Negligible computational overhead: EchoClip entropy calculations reuse logits already available from the rollout phase. The total training time is comparable to or slightly lower than the original algorithms.

Highlights & Insights¶

"Entropy peaks as critical steps" is a universal and elegant proxy: While others use verifiers, PRMs, or external experts, this paper uses the model's own predictive entropy—zero external dependence, near-zero cost, and high interpretability (high entropy = model hesitation at a branch point). This logic can be extended to PRM training, best-of-N selection, or search-based decoding.
Bypassing advantage vanishing with an SFT-style loss is a cost-effective engineering trick: Advantage degeneration is essentially a division-by-zero problem. Instead of trying to adjust the denominator (e.g., via rejection sampling), EchoRL bypasses the denominator by injecting gradients via an NLL term.
Selecting prefixes over full trajectories is an underrated detail: EchoRL only supervises the prefix, allowing the model to retain generation freedom thereafter. This balances RL exploration with guidance at critical junctures.

Limitations & Future Work¶

Step-level entropy reliability assumes the model is "reasonably calibrated." In early training phases, high entropy might be noise; the authors do not discuss if EchoRL should be delayed.
The maximization operation over verified-success rollouts collapses to a single trajectory if only one success exists, potentially reducing diversity. Soft selection or top-k EchoClips could be explored.
The coefficient \(\lambda=0.001\) was fixed; optimal \(\lambda\) across different scales (e.g., 1.5B models) has not been systematically swept.
Natural delimiters work for well-formatted CoT but might fail for dense formulas or code blocks. Task-specific tokenizers may be required for industrial deployment.

vs DAPO / Reinforce-Rej / Reinforce-Ada: These methods discard degenerate prompts or increase budgets, sacrificing data efficiency. EchoRL reuses existing rollouts, improving efficiency.
vs LUFFY / UFT / SRFT / SEELE / RelIFT: These rely on expensive external expert demos. EchoRL is self-sufficient, and experiments show it can be combined with these methods for further gains.
vs Process Reward Models (PRM): PRMs require expensive step-level annotations.
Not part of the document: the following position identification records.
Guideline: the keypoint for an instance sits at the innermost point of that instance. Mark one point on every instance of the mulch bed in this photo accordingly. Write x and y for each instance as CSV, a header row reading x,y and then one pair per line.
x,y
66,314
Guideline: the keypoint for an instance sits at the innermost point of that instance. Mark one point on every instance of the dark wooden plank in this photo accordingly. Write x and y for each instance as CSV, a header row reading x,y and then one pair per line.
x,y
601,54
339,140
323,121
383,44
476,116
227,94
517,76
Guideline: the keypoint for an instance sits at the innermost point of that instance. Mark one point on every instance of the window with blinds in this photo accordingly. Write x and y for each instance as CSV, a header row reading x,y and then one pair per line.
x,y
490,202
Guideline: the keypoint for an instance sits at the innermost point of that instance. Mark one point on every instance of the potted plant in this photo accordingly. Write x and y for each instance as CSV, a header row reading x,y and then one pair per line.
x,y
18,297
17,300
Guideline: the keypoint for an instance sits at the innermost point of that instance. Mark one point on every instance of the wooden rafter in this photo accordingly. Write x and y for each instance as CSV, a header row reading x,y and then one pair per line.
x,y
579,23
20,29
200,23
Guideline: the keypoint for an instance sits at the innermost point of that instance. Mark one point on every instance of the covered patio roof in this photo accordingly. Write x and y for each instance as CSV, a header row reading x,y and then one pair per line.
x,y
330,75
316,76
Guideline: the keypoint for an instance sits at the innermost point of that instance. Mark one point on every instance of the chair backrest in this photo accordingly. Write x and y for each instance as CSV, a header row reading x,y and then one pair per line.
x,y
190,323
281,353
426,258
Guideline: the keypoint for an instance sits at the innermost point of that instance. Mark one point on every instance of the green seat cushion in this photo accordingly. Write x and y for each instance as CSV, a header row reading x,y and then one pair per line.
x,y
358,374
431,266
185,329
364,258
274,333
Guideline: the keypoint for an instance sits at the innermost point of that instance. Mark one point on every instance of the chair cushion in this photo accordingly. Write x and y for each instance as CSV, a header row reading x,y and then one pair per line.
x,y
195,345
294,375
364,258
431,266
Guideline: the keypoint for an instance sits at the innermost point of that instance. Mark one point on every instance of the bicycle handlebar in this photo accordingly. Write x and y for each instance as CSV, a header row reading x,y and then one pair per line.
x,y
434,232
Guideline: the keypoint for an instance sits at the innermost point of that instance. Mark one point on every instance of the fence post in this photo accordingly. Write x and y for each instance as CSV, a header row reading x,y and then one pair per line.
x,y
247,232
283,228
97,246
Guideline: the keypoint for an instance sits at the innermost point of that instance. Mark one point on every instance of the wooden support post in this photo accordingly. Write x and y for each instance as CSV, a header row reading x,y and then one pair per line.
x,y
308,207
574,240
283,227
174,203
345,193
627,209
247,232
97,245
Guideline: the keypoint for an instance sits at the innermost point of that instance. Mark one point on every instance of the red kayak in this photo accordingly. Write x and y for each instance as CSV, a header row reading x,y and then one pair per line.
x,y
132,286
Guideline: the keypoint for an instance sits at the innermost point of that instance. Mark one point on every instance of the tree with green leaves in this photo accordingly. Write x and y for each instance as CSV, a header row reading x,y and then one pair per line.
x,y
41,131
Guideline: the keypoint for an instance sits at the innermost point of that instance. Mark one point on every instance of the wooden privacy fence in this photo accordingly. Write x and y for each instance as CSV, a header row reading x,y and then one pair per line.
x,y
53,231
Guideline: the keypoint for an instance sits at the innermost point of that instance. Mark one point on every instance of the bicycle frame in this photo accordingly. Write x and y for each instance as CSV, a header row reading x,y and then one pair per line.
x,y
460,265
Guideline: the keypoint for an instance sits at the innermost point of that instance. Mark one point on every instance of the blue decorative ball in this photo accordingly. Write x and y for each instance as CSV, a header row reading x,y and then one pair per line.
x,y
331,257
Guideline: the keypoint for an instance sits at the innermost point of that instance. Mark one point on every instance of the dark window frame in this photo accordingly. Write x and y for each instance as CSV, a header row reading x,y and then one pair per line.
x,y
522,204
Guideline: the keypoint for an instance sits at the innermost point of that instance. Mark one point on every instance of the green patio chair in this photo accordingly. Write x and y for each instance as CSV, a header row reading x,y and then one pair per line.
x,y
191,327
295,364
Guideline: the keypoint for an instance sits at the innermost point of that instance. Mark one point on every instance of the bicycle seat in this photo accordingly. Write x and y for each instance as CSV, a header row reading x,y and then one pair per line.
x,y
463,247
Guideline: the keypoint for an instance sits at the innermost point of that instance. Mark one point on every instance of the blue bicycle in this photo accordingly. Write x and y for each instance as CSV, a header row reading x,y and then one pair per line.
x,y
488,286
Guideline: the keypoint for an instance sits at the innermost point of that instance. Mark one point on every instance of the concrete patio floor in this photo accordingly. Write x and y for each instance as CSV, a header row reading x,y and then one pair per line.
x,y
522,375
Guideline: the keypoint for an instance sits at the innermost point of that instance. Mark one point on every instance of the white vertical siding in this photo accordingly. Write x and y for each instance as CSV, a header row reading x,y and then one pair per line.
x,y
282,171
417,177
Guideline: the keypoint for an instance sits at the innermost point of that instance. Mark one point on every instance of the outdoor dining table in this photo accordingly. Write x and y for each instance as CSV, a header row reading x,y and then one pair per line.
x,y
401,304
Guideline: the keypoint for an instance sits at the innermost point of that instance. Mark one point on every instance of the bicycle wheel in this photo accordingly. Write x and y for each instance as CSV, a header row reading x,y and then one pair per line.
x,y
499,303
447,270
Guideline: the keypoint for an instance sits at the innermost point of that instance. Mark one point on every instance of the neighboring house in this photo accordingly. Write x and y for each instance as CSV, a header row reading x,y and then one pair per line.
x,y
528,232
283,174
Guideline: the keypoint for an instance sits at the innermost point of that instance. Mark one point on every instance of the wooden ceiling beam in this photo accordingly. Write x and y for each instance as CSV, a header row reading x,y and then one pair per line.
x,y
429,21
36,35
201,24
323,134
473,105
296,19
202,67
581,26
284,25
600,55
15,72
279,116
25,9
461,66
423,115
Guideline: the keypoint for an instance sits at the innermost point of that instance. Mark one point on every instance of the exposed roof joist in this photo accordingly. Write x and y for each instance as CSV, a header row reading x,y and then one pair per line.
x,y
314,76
EchoRL replaces PRM scores with entropy for zero extra training.

Rating¶

Novelty: ⭐⭐⭐⭐ The combination of "entropy peak mining + prefix NLL bypass" is quite new for the RLVR pipeline; its engineering simplicity is its strength.
Experimental Thoroughness: ⭐⭐⭐⭐ Extensive evaluation across 5 backbones, 4 RLVR baselines, and 10 benchmarks with both ID/OOD analysis.
Writing Quality: ⭐⭐⭐⭐ Clear motivation using a concrete example, with intuitive diagrams and consistent formulas.
Value: ⭐⭐⭐⭐ Plug-and-play, zero extra compute, and effective across all major RLVR frameworks. High potential for community adoption in libraries like verl/OpenRLHF.